Congressman Rob Bishop (R) – Federal Transportation Funding
Transportation infrastructure is obviously key to our economy and critical to our cities and states as a whole.
The current status of the federal highway transportation fund illustrates how years of bad policies and runaway government spending are bankrupting this country. In 2010, the highway trust fund brought in $35 billion in revenue, but $50 billion in spending was authorized. Over the past three years, Congress has had to transfer approximately $35 billion from the General Fund into the Highway Trust Fund to keep it solvent. Continued spending at this unsustainable rate could mean that the Trust Fund goes broke in 2013.
Many in Washington seem to think we have a revenue, problem, not a spending problem. I disagree. The trust fund cannot support the Senate’s proposed two-year bill at current spending levels. Even extending funding for one year at current levels would require a 50% cut in 2013 to keep the Trust Fund solvent. We must maintain the long-term viability of the Highway Trust Fund and the only way to do this is to stop spending money the federal government does not have.
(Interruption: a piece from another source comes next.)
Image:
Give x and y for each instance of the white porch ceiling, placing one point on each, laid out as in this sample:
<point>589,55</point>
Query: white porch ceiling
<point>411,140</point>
The House proposal builds upon and improves the successful Transportation Infrastructure Finance and Innovation Act (TIFIA) loan program and seeks to align spending with revenues without raising taxes. The measure dedicates $6 billion to the TIFIA program resulting in $60 billion in low interest loans to fund at least $120 billion in transportation projects. Providing additional funding for TIFIA will help meet demand for credit assistance for transportation projects and enable increased leveraging of highway trust fund dollars with state, local and private sector funding.
In addition to addressing the ongoing insolvency of the federal highway trust fund, the House bill reduces bureaucratic red-tape in the approval and permitting process and importantly gives states greater autonomy and flexibility to meet their unique transportation needs. The House legislation helps states be less beholden to onerous federal mandates that dictate where funding must be spent, which can lead to an inefficient use of federal highway funds.
Bureaucratic red-tape has long caused a needless delay in infrastructure projects. According to the Federal Highway Administration, highway projects can take up to 15 years to complete. By streamlining the project review process, we can ensure environmental protections remain in place while investing infrastructure resources in a much more effective manner.
The combination of these improvements will bring stability to the struggling highway fund and will maximize the flexibility states have. This will help ensure that Utahns and all hard-working taxpayers get a better investment from their transportation dollars.
While the House bill is not a panacea, it is certainly a step in the right direction, especially when compared to the alternative Senate proposal, which would raise taxes at a time when Americans should be keeping more of their hard earned money. The last thing we should be doing is asking hard-working taxpayers to give us more of their money, placing an undue financial burden on many employers, which will likely result in the loss of many private sector jobs.
Get to know you questions:
What city do you live in and why do you enjoy living there?
My wife and I are proud to call Brigham City home. While I am originally from Kaysville, my wife is a lifelong resident of Brigham City. I moved to Brigham City in 1974. That same year, I took a job at Box Elder High School. Of the 28 years I served as a teacher in Utah’s Public School System, 23 of those were spent at Box Elder High. Brigham City is a wonderful community and my wife and I have enjoyed living and raising our family there. Having taught for over 20 years at Box Elder High, I had a unique opportunity to watch so many in our community grow up. I feel privileged to have had the opportunity to teach many exceptional young adults and watch them grow up over years.
What is your favorite collegiate sports team in the state?
I am a proud alumnus of the University of Utah, however, having children that have attended other universities throughout the state makes it hard to pick a favorite. I will cheer for the U or any school in my district.